El entrenador alemán trató de detenerlo, puso una mano en su pecho para felicitarlo por su desempeño, pero el ’10’ ni siquiera se detuvo: le dijo algo con evidente molestia y siguió caminando, señalando con un dedo hacia atrás, como refiriéndose a un suceso ocurrido en el campo. Las cámaras de DAZN captaron todo el incidente.

Flick intentó calmar la situación durante la rueda de prensa: «Estaba un poco enfadado porque fue un partido muy intenso, pero es comprensible. Lamine lo dejó todo en el campo, intentó marcar y asistir… tiene emociones. Ahora está en el vestuario y todo está en orden», explicó el entrenador. Sin embargo, esta versión no convenció del todo a los analistas.

En el Partidazo de COPE, el debate sobre la conducta de Lamine fue el tema principal de la noche. Paco González fue directo y señaló el núcleo del problema: «Me parece terrible convertir el fútbol en un deporte individualista». Esta frase refleja el descontento generalizado ante la imagen de una figura que no logra celebrar un triunfo colectivo debido a su frustración personal.

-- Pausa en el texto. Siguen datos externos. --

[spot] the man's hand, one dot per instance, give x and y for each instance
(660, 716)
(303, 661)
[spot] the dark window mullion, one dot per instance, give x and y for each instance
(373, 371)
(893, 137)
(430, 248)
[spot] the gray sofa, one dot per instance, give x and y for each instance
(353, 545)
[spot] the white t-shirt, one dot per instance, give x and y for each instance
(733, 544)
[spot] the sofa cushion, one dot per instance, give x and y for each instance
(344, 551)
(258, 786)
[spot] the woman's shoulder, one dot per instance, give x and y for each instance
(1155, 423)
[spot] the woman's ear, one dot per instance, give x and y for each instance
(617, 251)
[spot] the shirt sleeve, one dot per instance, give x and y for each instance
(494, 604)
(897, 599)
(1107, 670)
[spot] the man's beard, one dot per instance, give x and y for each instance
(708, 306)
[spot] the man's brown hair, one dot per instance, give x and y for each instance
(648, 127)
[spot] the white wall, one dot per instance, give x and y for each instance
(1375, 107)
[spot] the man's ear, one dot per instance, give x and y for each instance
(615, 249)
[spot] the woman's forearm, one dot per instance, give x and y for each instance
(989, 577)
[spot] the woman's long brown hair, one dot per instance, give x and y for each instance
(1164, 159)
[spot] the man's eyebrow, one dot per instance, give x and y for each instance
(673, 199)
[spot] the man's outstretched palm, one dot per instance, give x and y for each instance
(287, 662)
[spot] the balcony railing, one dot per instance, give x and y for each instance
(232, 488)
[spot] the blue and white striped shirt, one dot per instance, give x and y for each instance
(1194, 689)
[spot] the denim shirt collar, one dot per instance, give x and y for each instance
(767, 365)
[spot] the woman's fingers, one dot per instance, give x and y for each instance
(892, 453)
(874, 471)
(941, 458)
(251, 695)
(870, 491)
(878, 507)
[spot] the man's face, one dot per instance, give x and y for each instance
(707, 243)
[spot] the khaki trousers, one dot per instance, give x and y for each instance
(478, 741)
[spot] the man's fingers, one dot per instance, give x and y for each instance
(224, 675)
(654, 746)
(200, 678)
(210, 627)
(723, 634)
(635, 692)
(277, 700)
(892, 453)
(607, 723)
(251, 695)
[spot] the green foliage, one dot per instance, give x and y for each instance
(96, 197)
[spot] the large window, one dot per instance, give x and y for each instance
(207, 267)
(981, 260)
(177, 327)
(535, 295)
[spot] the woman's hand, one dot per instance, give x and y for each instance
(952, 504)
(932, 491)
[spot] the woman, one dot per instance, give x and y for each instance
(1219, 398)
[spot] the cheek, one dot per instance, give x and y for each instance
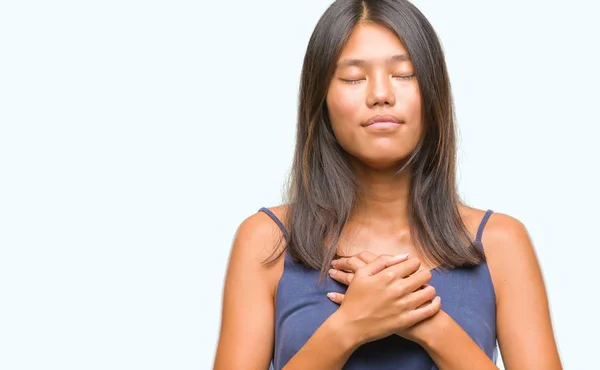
(344, 108)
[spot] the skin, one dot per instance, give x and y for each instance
(378, 236)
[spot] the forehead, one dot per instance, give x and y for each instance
(371, 41)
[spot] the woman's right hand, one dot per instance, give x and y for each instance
(385, 296)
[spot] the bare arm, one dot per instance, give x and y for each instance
(525, 333)
(247, 323)
(247, 318)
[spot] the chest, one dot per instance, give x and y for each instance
(302, 306)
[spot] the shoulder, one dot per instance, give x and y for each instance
(499, 227)
(509, 252)
(261, 233)
(257, 248)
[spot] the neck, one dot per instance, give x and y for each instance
(382, 205)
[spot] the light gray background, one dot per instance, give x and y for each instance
(135, 136)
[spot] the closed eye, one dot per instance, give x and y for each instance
(405, 77)
(351, 81)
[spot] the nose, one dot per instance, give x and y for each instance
(381, 92)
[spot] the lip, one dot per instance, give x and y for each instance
(383, 120)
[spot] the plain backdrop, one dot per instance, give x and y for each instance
(135, 136)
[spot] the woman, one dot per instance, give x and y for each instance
(375, 263)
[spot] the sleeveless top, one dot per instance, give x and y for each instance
(301, 306)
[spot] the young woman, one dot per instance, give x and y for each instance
(374, 262)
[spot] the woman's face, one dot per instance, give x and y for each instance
(373, 100)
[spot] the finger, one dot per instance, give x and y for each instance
(335, 297)
(421, 297)
(417, 280)
(424, 312)
(341, 276)
(367, 256)
(403, 269)
(381, 262)
(351, 264)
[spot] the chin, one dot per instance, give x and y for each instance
(382, 163)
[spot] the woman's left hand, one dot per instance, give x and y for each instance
(343, 272)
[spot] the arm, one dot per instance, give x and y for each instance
(247, 317)
(247, 324)
(524, 327)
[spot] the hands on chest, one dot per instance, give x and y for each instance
(386, 295)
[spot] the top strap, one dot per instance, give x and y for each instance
(482, 225)
(277, 221)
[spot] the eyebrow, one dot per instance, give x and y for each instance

Manolo Lama mostró una visión más empática aunque igualmente crítica: «La fama le llegó demasiado pronto y debe ser complicado manejarla. No es la primera vez que exhibe gestos desagradables. Demuestra cierto desprecio hacia su entrenador».

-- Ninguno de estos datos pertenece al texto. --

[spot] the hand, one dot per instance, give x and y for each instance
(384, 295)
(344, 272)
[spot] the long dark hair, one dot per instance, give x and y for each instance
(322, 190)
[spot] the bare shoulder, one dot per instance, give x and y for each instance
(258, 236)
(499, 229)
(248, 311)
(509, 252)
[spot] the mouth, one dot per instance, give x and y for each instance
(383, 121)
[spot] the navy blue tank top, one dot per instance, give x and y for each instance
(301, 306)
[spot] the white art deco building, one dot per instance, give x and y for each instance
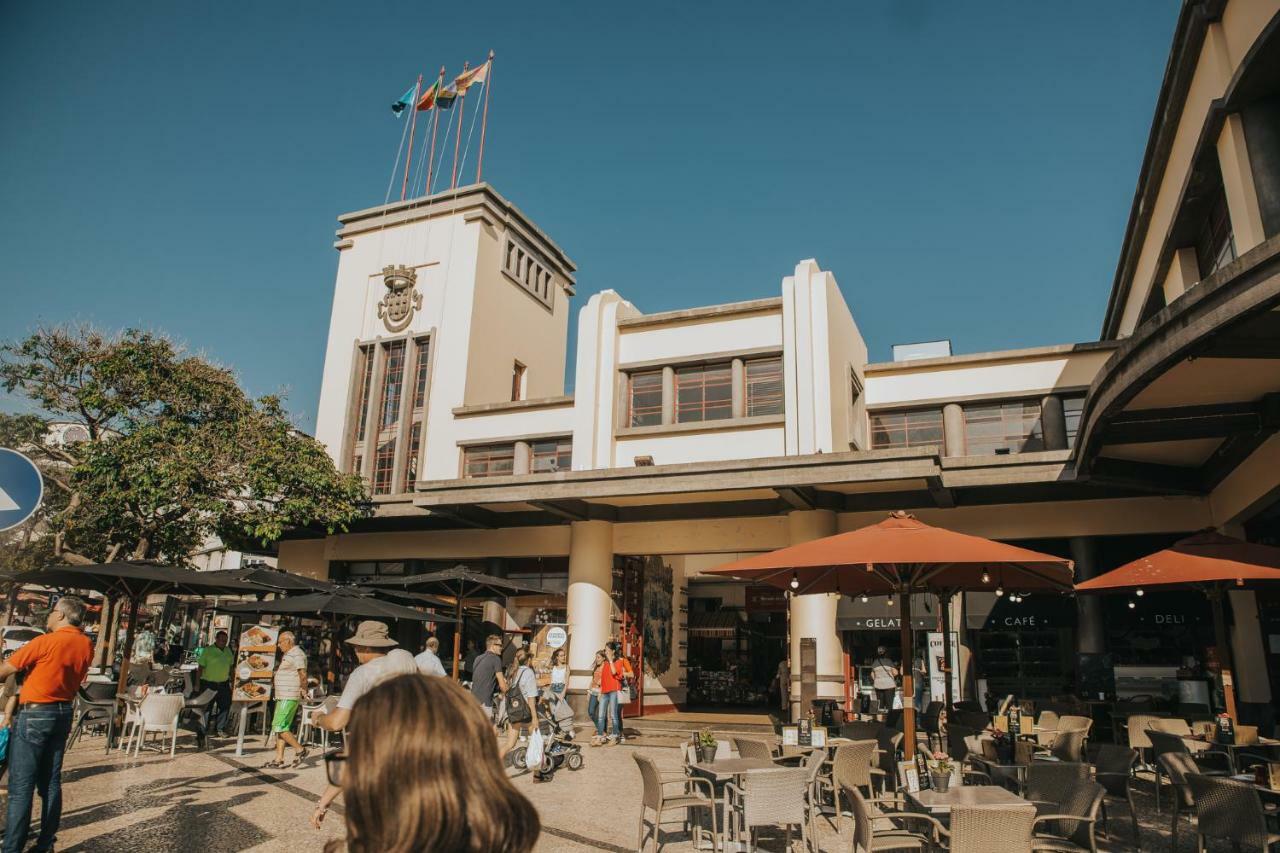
(694, 437)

Y aquí radica el núcleo del asunto planteado en el programa: Lamine Yamal ha sido un fenómeno mediático desde los 15 años, y afrontar esa presión con sólo 18 no resulta sencillo.

Lamine Yamal se lleva las manos a la cabeza.

Lamine Yamal se lleva las manos a la cabeza. REUTERS

Miguel Rico enfatizó el impacto negativo que estas imágenes pueden provocar en el conjunto: «No puede parecer que exista algún problema dentro del equipo a raíz de la actitud de Lamine».

Esta reflexión hace referencia a los rumores y el ruido que surgen en el entorno azulgrana cada vez que la joven estrella protagoniza este tipo de episodios, desviando la atención de una victoria que, en teoría, debería ser motivo de celebración colectiva.

El análisis más severo vino de Roberto Palomar, quien no dejó espacio a interpretaciones: «Su gesto me pareció una forma muy inapropiada de empañar una victoria del Barça». Tres puntos obtenidos en el Metropolitano, siete de ventaja en la Liga, y toda la atención centrada en la ira de un jugador de 18 años que no pudo —o quiso— estar a la altura del momento.

No es un hecho aislado. Ya ocurrió cuando Flick le dio descanso frente al Rayo Vallecano, o en La Cerámica, cuando respondió con gestos a los abucheos de la grada.

El patrón se repite, y los comentaristas del Partidazo de COPE coincidieron en una explicación común: la enorme fama que recayó sobre Lamine Yamal antes de que tuviera las capacidades emocionales para gestionarla. Talento excepcional. Madurez todavía en desarrollo.